Nous sommes au mois de Adar, mois où nous devons ajouter la joie et bientôt nous célébrerons Pourim, la fête où tout est permis puisqu’elle a vu notre victoire sur Aman, le précurseur bien avant Hitler, du projet homologué de la « solution finale » appliqué au Peuple Juif.

A Pourim on se déguise, l’on échange des « michloar manot », on donne aux pauvres en argent l’équivalent d’un repas et les hommes ont l’obligation de boire jusqu’à ne plus être en mesure de distinguer entre le fourbe Aman et Mordechai notre sauveur !

Mais évidemment ce n’est pas tout…

A Pourim nous sommes tenus d’écouter dans les synagogues la lecture de la Meguila d’Esther, qui relate en détail toutes les étapes du complot contre Mordechai et le Peuple juif, complot qui sera déjoué par la Reine Esther, au péril de sa vie et à l’issue d’un jeune de trois jours suivi par tout le Peuple.

Les enfants adorent cette fête car la tradition est d’agiter des crécelles, taper des pieds, siffler et faire le maximum de bruit à chaque fois qu’est prononcé le nom de Aman !

Jusqu’à il y a trois ans…
Le 6 du mois de Adar, il y eut Itamar..
Et tout a basculé…

La famille Fogel, le père, la mère et leurs trois enfants dont un bébé dans son berceau furent assassinés sauvagement dans leur sommeil pendant la nuit du Shabbat.

Ces barbares hideux sortis de l’ombre et s’attaquant à des innocents sans défense représentent le mal absolu et je n’en dirai pas plus.

J’étais présente au cimetière de Guivat Shaul à Jérusalem au milieu de dizaines de milliers d’autres ce jour là pour dire notre ultime adieu à cette famille martyre.
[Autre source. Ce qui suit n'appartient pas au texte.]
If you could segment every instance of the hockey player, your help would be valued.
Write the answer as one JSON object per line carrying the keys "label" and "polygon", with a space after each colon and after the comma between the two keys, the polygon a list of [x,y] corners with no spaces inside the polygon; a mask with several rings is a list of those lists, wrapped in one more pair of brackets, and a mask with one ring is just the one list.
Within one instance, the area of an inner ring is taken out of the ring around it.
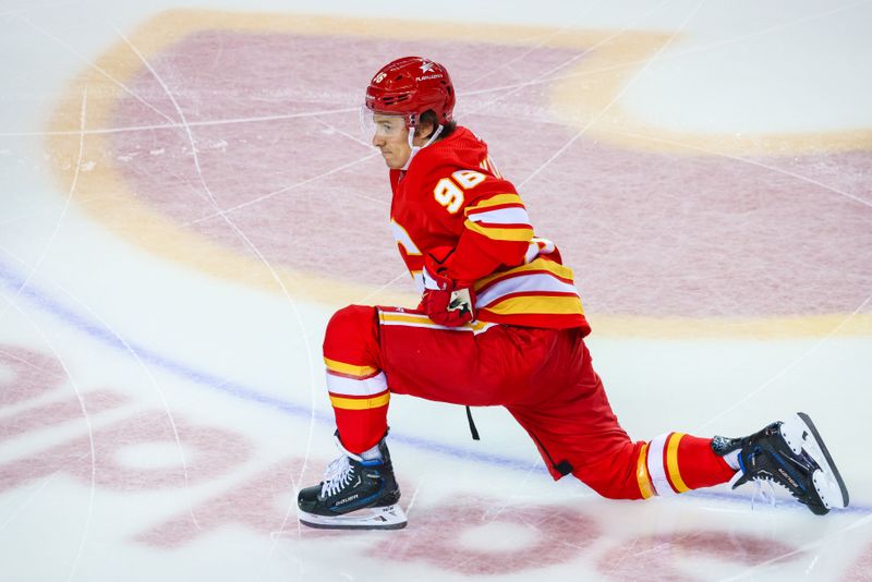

Il n’y a pas de mots pour décrire la douleur que nous ressentions face à cette innommable tragédie.

Pourtant, le Rav Ben Ishai et son épouse qui sont franco-israéliens et grand-parents des enfants sauvés, qu’ils ont adoptés, ont été et sont un exemple de Emounah et de force juive et de la vie qui triomphe encore une fois devant Aman.

Hier, jour international de la femme « Yom A Isha », je souhaite que toutes les femmes soient vaillantes, à l’exemple de la Rabbanite Ben Ishai et combattent là où c’est nécessaire pour réduire à néant les assassins barbares sortis de l’ombre.